成長とは、恐怖を乗り越えること 2
ひとまず今日の仕事は済んだ。何事もなく。穏便に。
はぁ~……こんなんで本番なんか迎えたら常に失神し続けるんじゃないか?
来てくれるお客さんなんて百人中百人は見知らぬ人。
これで受付とか広報に回ったら緊張で死ぬ自信がある。
表舞台には2人に出てもらって、私は影でせっせとかき氷を作らせてもらおうかな。
いやいや、逃げちゃダメよレレッチ。こんな性格をなんとかしたいって言って故郷を飛び出したんじゃない。
決意を胸に、活路は前に、よ!
ひと段落して安心したらお腹がすいてきた。
ルクスアキナさんもお腹をおさえる。
「ねぇねぇ、もういい時間なんだし、お昼にしない? あたしはグレンツェンって初めて来たから何も知らないの。よかったら2人に案内してもらいたいな」
見ると時計は11時前。
グリムさんはランチに行く気満々。
「私は別に構わないけど、レレッチさんはどうしますか? 一緒にお昼ご飯、食べに行きましょう!」
「えぇ……でも私、邪魔にならないでしょうか」
「そんなことないない。せっかく会えたんだし、もっとレレッチちゃんのことも知りたいな」
「私もです。よかったらお友達になっていただけますか?」
「え、えぇっ!? えっと……………………不束者ですが、よ、よろしくお願いします!」
俯く私に笑顔を見せて、2人は両手を引いてくれた。
本当に優しくて、その優しさが嬉しくて、嬉しくなって涙がこぼれてしまいそう。
これが友達。
夢にまで見たグレンツェン生活の真骨頂。
まさに青春!
立ち込めていた心の暗雲が晴れていく。吹きすさぶ春風が荒野を潤していくような、そんな感覚が胸に宿った。
促されるままに外へ出て、賑わう前の昼下がり。
すでにランチを楽しむ人もいれば、まだ仕事仕事とあっちへこっちへ急ぐ人もいた。
どの店もまだ混んでない。今なら好きなものが食べられそうだと思い、せっかくなので、グレンツェンに初めて来たというルクスアキナさんに食べたいものを聞いてみる。

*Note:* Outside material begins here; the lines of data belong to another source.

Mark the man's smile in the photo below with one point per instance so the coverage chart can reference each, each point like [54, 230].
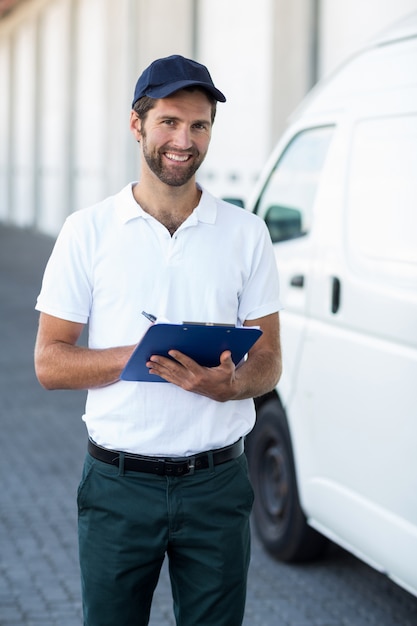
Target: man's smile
[177, 157]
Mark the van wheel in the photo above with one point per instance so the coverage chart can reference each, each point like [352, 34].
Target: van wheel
[279, 521]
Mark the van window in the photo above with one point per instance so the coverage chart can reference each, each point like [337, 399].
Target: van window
[382, 201]
[286, 202]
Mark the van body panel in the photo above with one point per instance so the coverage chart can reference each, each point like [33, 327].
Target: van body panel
[349, 291]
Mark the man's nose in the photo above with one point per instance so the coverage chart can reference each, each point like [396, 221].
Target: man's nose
[182, 138]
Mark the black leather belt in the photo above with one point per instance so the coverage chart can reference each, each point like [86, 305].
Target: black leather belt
[167, 466]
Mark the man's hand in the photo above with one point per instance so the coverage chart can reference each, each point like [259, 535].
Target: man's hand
[254, 377]
[217, 383]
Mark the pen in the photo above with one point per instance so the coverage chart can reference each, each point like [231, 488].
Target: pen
[149, 316]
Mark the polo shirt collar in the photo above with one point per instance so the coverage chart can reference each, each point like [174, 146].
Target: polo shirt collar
[128, 209]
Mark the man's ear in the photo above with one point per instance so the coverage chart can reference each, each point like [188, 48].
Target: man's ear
[135, 125]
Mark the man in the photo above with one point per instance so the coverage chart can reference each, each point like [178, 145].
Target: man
[165, 473]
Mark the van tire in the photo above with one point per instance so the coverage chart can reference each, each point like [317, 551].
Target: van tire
[279, 520]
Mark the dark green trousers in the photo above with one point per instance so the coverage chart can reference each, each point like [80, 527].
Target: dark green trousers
[129, 521]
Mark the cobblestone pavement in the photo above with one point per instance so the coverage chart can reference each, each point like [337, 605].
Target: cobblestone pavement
[43, 441]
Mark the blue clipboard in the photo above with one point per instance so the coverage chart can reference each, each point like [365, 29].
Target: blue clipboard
[203, 343]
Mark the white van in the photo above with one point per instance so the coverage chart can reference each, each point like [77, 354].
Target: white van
[334, 451]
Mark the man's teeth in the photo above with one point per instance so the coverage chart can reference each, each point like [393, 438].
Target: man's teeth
[176, 157]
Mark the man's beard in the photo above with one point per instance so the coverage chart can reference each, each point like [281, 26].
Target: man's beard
[173, 177]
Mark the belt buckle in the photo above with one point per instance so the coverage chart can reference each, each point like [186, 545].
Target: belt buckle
[191, 465]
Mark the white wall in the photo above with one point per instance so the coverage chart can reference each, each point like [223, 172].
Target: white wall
[68, 70]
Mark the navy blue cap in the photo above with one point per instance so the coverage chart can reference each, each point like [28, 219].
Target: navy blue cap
[166, 76]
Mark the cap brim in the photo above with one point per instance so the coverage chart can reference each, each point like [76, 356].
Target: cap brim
[163, 91]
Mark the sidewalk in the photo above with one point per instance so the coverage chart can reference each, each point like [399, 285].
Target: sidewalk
[43, 442]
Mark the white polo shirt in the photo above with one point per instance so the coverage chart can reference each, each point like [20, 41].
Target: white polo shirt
[113, 260]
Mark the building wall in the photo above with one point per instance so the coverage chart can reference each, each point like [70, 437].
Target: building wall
[68, 69]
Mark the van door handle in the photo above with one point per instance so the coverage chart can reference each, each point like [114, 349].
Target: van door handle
[297, 281]
[335, 294]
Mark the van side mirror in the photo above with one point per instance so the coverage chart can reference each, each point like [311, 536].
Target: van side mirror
[283, 223]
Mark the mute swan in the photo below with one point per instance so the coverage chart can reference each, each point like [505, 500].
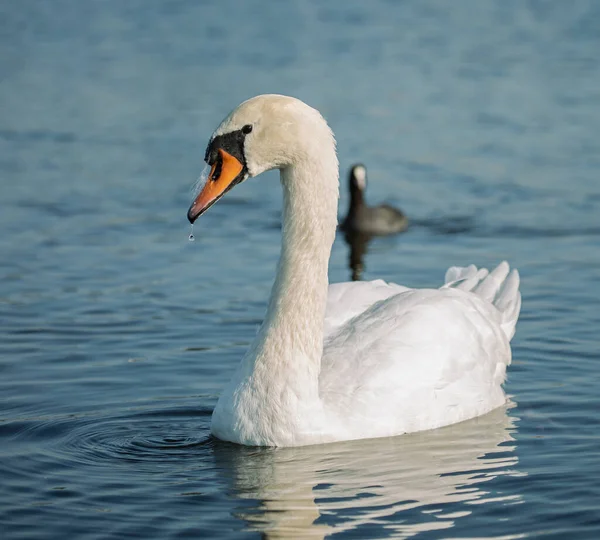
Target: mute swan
[351, 360]
[377, 220]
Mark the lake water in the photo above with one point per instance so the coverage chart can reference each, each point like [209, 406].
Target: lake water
[480, 119]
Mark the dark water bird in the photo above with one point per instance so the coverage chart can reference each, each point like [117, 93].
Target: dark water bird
[373, 220]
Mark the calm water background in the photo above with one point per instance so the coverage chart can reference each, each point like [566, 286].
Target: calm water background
[479, 118]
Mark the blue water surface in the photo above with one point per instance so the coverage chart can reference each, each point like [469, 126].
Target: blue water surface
[479, 118]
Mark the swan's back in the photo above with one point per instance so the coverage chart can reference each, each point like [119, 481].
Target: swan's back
[417, 359]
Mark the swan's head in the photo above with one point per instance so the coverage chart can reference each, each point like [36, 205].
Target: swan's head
[358, 177]
[263, 133]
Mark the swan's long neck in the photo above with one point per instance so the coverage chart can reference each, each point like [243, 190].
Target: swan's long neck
[288, 349]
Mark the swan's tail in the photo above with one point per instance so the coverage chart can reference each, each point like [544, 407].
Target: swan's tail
[500, 287]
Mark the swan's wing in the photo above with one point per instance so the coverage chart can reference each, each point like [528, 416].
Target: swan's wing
[349, 299]
[424, 358]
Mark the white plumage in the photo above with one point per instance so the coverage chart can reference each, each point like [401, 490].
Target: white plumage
[354, 360]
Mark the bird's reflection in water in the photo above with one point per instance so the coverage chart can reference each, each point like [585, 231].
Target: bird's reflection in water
[358, 244]
[402, 485]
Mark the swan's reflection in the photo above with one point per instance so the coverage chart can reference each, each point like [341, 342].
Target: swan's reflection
[358, 244]
[405, 484]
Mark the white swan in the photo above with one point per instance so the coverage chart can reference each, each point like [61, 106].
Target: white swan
[350, 360]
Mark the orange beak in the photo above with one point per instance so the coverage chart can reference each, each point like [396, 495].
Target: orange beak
[223, 175]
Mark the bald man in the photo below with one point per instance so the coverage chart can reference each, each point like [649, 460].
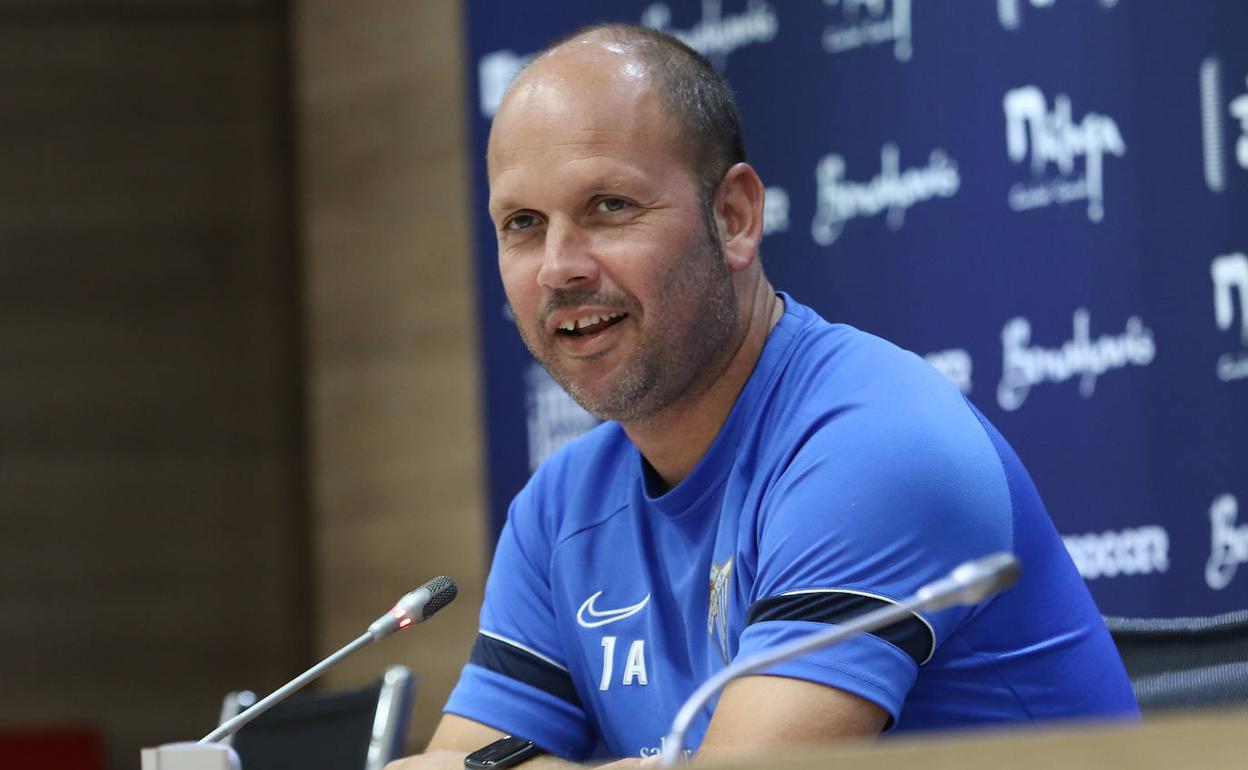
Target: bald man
[761, 473]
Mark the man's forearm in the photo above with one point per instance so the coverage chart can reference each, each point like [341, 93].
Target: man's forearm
[454, 760]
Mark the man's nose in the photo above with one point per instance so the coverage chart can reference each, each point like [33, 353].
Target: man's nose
[567, 258]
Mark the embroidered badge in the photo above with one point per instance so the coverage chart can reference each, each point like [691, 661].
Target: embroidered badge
[716, 609]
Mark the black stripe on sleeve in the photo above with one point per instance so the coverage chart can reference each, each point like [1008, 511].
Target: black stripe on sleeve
[523, 665]
[912, 635]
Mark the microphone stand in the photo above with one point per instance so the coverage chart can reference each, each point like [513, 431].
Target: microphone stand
[969, 583]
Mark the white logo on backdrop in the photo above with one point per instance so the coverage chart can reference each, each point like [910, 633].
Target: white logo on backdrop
[1010, 11]
[494, 73]
[892, 191]
[1229, 543]
[1229, 273]
[1053, 137]
[552, 417]
[1213, 130]
[1026, 366]
[955, 365]
[867, 23]
[715, 36]
[1138, 550]
[775, 210]
[718, 34]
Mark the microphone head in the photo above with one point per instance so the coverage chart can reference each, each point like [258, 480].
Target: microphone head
[982, 578]
[442, 592]
[416, 607]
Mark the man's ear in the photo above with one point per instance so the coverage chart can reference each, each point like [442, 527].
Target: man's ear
[739, 215]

すると彼女はここに何があるのかも分からない状況だから、私に決めて欲しいという。
私が食べたいものを食べてみたい。
くわえて言えば、どれもこれも物珍しく、何もかもがおいしく見えて迷って、時間を使ってしまうだろうとのこと。
グレンツェン大図書館の1階部分には飲食店が数十件以上連なる。
どの店も個性的で魅力的。異文化を発信してるせいか、似たようなものは殆どない。であれば迷ってしまうのは必定。
迷って時間を使ってしまうと、あっという間に行列に巻き込まれて、お昼を過ぎてしまうに違いない。

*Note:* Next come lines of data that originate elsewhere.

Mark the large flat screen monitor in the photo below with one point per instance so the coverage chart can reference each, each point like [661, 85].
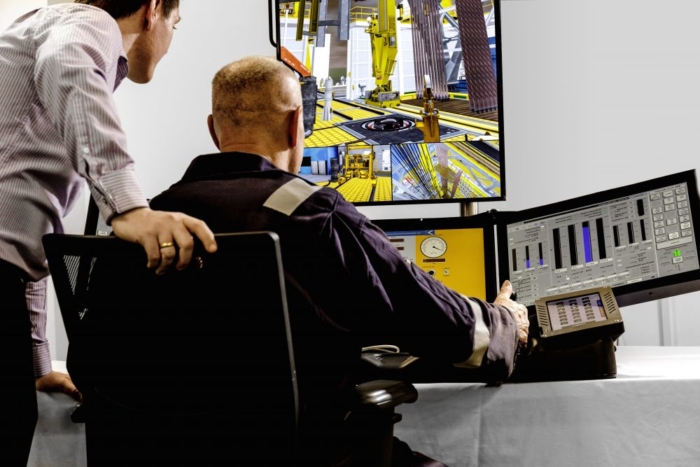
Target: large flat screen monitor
[408, 98]
[641, 240]
[456, 251]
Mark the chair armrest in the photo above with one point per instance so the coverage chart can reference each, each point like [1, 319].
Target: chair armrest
[385, 394]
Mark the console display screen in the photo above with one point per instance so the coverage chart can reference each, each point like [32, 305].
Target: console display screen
[619, 238]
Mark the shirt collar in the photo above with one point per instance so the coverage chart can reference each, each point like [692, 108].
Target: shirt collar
[227, 164]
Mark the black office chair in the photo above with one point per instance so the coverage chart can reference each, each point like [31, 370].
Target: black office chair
[195, 365]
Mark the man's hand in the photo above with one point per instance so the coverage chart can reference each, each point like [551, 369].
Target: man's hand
[518, 310]
[164, 235]
[58, 382]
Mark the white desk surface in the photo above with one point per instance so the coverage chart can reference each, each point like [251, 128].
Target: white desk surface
[649, 415]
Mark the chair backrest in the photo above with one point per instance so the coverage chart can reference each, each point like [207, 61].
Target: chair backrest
[210, 340]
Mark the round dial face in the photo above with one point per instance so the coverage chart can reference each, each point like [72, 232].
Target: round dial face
[433, 247]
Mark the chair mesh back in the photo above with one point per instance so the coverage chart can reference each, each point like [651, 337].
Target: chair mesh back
[210, 341]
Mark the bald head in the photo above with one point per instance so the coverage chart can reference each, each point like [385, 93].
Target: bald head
[256, 94]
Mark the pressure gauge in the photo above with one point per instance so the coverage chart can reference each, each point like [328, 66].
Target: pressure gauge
[433, 247]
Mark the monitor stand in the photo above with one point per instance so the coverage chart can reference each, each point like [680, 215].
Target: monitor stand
[468, 208]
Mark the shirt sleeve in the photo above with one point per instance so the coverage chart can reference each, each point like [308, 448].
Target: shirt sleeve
[77, 61]
[398, 299]
[35, 294]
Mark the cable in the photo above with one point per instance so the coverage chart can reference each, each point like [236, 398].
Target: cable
[382, 348]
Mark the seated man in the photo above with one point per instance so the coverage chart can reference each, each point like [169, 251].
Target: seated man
[347, 285]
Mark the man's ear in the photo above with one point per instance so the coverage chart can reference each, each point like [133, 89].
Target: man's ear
[212, 131]
[293, 129]
[151, 13]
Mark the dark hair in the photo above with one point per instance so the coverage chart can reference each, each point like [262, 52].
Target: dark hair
[123, 8]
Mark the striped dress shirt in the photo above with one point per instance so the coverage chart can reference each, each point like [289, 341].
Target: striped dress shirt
[59, 125]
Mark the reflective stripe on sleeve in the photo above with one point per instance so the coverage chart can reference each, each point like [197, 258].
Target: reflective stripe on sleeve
[289, 196]
[482, 338]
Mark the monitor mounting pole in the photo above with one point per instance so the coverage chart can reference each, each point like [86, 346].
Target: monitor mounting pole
[468, 208]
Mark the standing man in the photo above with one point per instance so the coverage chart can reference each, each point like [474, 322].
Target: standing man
[59, 126]
[346, 284]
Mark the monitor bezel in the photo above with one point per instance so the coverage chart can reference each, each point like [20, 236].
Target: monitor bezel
[630, 294]
[483, 221]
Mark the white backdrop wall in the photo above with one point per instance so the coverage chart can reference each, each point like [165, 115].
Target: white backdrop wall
[598, 94]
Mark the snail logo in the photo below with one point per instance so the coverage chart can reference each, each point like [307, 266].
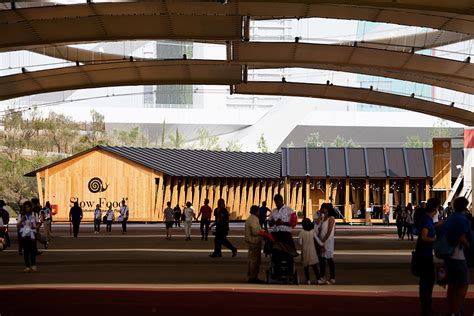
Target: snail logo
[96, 186]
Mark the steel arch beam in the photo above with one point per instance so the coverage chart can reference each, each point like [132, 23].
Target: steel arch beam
[449, 74]
[120, 74]
[356, 95]
[209, 20]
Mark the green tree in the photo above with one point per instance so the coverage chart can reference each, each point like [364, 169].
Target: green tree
[233, 146]
[207, 141]
[177, 140]
[262, 144]
[340, 141]
[314, 141]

味の共有と美味なるものを食べ、その選択をした私を褒めるという戦略を、ルクスアキナさんは考えていた。
それがルクスアキナさんの処世術にして女子の秘奥義。共感して、褒めて、仲良くなる戦法。
そとうとも知らぬ私は、以前から気になっていたお店の前へ足を運んだ。
【ラーメンショップ・雅】
この店には1人用カウンター席もあって、1人で入って1人で食べることもできる。
しかしなんていうか、お店の雰囲気というか、出される料理の性格から邪推してしまう偏見というか、なぜだか1人でラーメンを食べるというハードルが高い気がする。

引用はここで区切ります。